Still, as in medicine, not all public policies can — or should — have randomized evaluations. One-of-a-kind government projects — like the “Big Dig” in Boston or the Superconducting Super Collider in Texas — have no natural comparison group, randomized or otherwise. In times of crisis, or when policy disagreements are more about ideology than impact, evaluation itself may be ill advised.
But when — as is often the case — there is an opportunity for prospective evaluation and the law requires it, the Innovation Center’s experience underscores the value and feasibility of randomized trials of social policy. They can often be done at the same speed and cost as any prospective study, and can yield more compelling results. Random assignment where the government chooses by lottery who can receive the program may also be the fairest way to allocate an intervention on a limited basis.
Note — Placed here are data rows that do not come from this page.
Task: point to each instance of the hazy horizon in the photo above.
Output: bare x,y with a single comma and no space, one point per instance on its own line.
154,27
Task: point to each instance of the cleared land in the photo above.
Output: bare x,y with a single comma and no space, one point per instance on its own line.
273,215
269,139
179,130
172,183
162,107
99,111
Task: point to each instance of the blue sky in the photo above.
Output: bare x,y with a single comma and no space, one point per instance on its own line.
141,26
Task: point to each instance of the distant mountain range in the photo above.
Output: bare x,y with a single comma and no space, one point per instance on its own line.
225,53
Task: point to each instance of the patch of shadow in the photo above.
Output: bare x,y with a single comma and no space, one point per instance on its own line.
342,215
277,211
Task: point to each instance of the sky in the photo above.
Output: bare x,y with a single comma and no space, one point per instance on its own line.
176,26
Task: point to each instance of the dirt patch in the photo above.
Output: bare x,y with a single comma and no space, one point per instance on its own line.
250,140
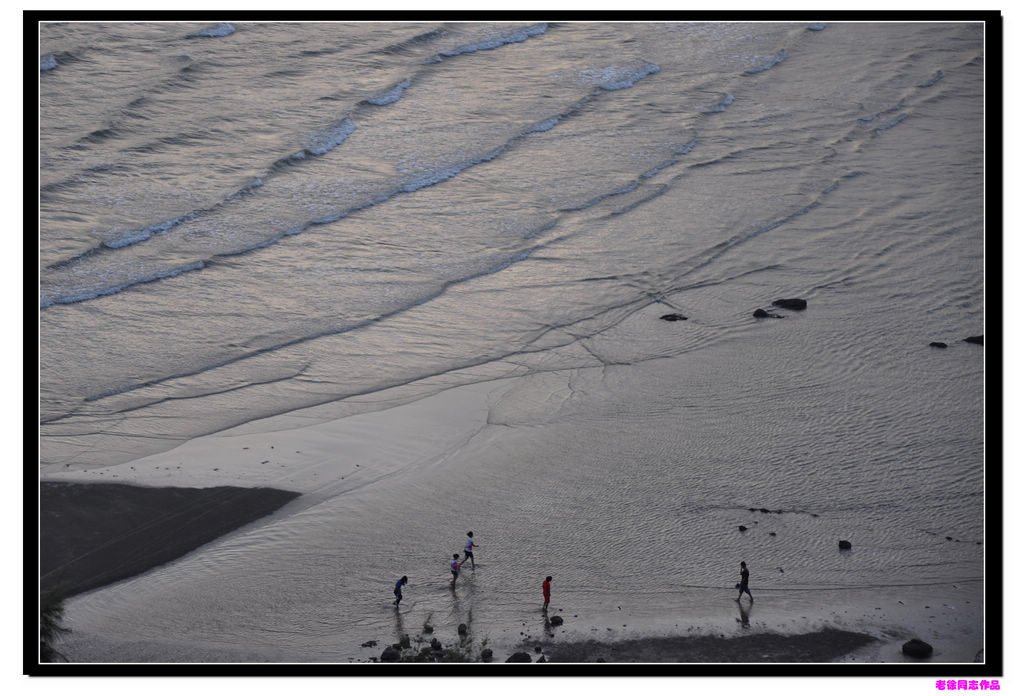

Randomized testing may not be the standard for government evaluation yet, but such things take time. For example, the Food and Drug Administration was empowered in 1962 to obtain “substantial evidence” of a new drug’s safety and efficacy, yet it took more than five years for the agency to embrace randomized trials as the appropriate standard.
Now that the Biden administration is, again, properly emphasizing that all federal agencies need to make “evidence-based decisions” based on the highest scientific standards, perhaps truly rigorous testing of social policy will become as commonplace as it is for new vaccines. That would help ensure that government services are delivered as effectively and efficiently as possible.
Amy Finkelstein is the John and Jennie S. MacDonald professor of economics at M.I.T. She co-directs J-PAL North America, a research center at M.I.T. that conducts randomized evaluations.